Another significant sale was Sportex Safety’s $16.8 million purchase of 1415 W. 3rd St. in Tempe, Ariz. The 82,266-square-foot flex office property came online in 1981 and was sold by The RMR Group.
As of February, the average sale price in the metro stood at $124 per square foot—below the national average of $177 per square foot. Office deals were pricier among similar markets, such as the Bay Area ($208 per square foot), Houston ($139 per square foot) and Dallas ($131 per square foot). The most expensive Sun Belt metro was San Diego, where assets swapped at $662 per square foot, while Nashville posted the most affordable average price at $64 per square foot.
Phoenix coworking sector doubles footprint
As of February, coworking space in Phoenix totaled 2.9 million square feet across 155 locations, more than in San Diego (2.4 million square feet) and Austin (1.8 million square feet).

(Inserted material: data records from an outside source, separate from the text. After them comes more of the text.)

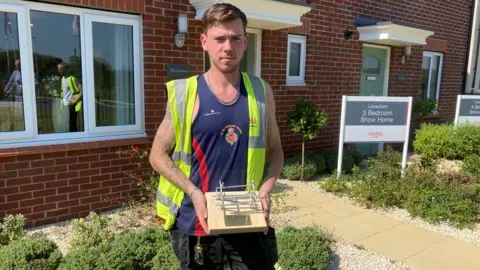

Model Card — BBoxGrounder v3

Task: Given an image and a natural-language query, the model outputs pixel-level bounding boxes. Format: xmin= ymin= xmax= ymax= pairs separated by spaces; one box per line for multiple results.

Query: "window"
xmin=0 ymin=0 xmax=144 ymax=147
xmin=420 ymin=51 xmax=443 ymax=109
xmin=287 ymin=35 xmax=307 ymax=85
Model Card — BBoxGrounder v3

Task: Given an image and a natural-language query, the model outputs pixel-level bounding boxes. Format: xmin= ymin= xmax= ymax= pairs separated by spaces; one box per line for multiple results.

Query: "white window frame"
xmin=0 ymin=0 xmax=146 ymax=149
xmin=422 ymin=51 xmax=443 ymax=110
xmin=0 ymin=2 xmax=36 ymax=142
xmin=84 ymin=13 xmax=143 ymax=135
xmin=286 ymin=34 xmax=307 ymax=85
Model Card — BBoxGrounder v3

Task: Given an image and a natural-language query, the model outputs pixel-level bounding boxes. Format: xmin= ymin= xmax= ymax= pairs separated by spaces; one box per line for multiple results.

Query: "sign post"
xmin=455 ymin=95 xmax=480 ymax=128
xmin=337 ymin=96 xmax=412 ymax=178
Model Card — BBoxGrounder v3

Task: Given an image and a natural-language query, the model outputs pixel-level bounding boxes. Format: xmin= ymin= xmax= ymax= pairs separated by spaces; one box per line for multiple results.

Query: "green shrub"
xmin=305 ymin=152 xmax=326 ymax=174
xmin=0 ymin=237 xmax=62 ymax=270
xmin=105 ymin=227 xmax=170 ymax=270
xmin=454 ymin=124 xmax=480 ymax=159
xmin=152 ymin=244 xmax=179 ymax=270
xmin=413 ymin=124 xmax=480 ymax=163
xmin=368 ymin=146 xmax=402 ymax=180
xmin=282 ymin=155 xmax=317 ymax=181
xmin=350 ymin=176 xmax=404 ymax=208
xmin=71 ymin=212 xmax=114 ymax=250
xmin=277 ymin=226 xmax=331 ymax=270
xmin=345 ymin=149 xmax=364 ymax=166
xmin=413 ymin=124 xmax=457 ymax=161
xmin=0 ymin=214 xmax=26 ymax=247
xmin=404 ymin=168 xmax=480 ymax=228
xmin=321 ymin=175 xmax=350 ymax=194
xmin=322 ymin=149 xmax=355 ymax=173
xmin=462 ymin=155 xmax=480 ymax=180
xmin=58 ymin=244 xmax=108 ymax=270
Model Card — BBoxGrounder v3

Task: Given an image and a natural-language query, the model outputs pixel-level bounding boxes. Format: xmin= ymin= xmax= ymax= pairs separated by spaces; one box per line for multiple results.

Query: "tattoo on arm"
xmin=150 ymin=102 xmax=193 ymax=192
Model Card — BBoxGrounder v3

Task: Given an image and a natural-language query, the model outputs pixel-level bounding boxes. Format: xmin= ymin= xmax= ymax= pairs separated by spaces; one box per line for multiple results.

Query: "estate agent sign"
xmin=337 ymin=96 xmax=412 ymax=176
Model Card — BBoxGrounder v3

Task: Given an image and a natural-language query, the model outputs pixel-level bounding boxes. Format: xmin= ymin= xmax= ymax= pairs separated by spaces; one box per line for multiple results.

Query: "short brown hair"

The metro’s shared space supply saw a more than double increase when compared to the 1.2 million square feet recorded during the same period of 2024.
The share of flex office space as percentage of total leasable office space stood at 2 percent in Phoenix—on par with the national average and surpassing multiple similar markets, such as Dallas, Austin and Houston, where the share reached 1.8 percent.
The top five flex office providers with the largest footprints in the metro remained unchanged since our previous coverage. Regus led with 557,012 square feet of shared space, followed by Industrious (259,344 square feet), Expansive (207,095 square feet) and Spaces (171,460 square feet).
Steady vacancy among Sun Belt metros

As of February, The Valley’s vacancy rate reached 18.7 percent—below the national rate of 19.7 percent.
Metros with high vacancies included Austin (27.4 percent), Dallas (23.8 percent), Houston (23.1 percent) and San Diego (20.8 percent), while the city with the lowest figure was Charlotte, with a 15.5 percent rate.
Leases signed in the metro so far include RED Development’s 24,722-square-foot deal at its CityScape, a 27-story office tower in the city’s central business district. The tenant is non-profit organization Visit Phoenix, that will relocate and establish its new headquarters at the 1.2 million-square-foot property.
Office-to-residential makeovers in Phoenix
While the office sector continues to struggle with rising vacancy rates and property values drop, office-to-residential conversion present as a popular opportunity for owners and investors seeking to repurpose underutilized office buildings.
CommercialEdge’s Conversion Feasibility Index launched last year as a tool meant to evaluate a building’s potential for residential repurposing, as well as to highlight which markets pose strong candidates. Using property-level scores, the CFI score includes three tiers, with assets posting Tier I scores being the most suitable candidates for such adaptive reuse projects.
In Phoenix there are only five office buildings in the Tier I category, with a CFI score between 90 and 100. Totaling 504,627 square feet, these buildings came online between 1929 and 1977 and are located in the city’s central business district. Meanwhile, there were 169 buildings encompassing 16.5 million square feet in the Tier II category, with scores between 75 and 89 points.
One example is Caliber Cos.’ makeover of Canyon Corporate Center, a two-building office campus that will be converted into 400 residential units. The former office complex included 312,000 square feet of space and is located in an Opportunity Zone. The developer plans to start the two-phase construction this year and expects to deliver the $40 million project by 2027.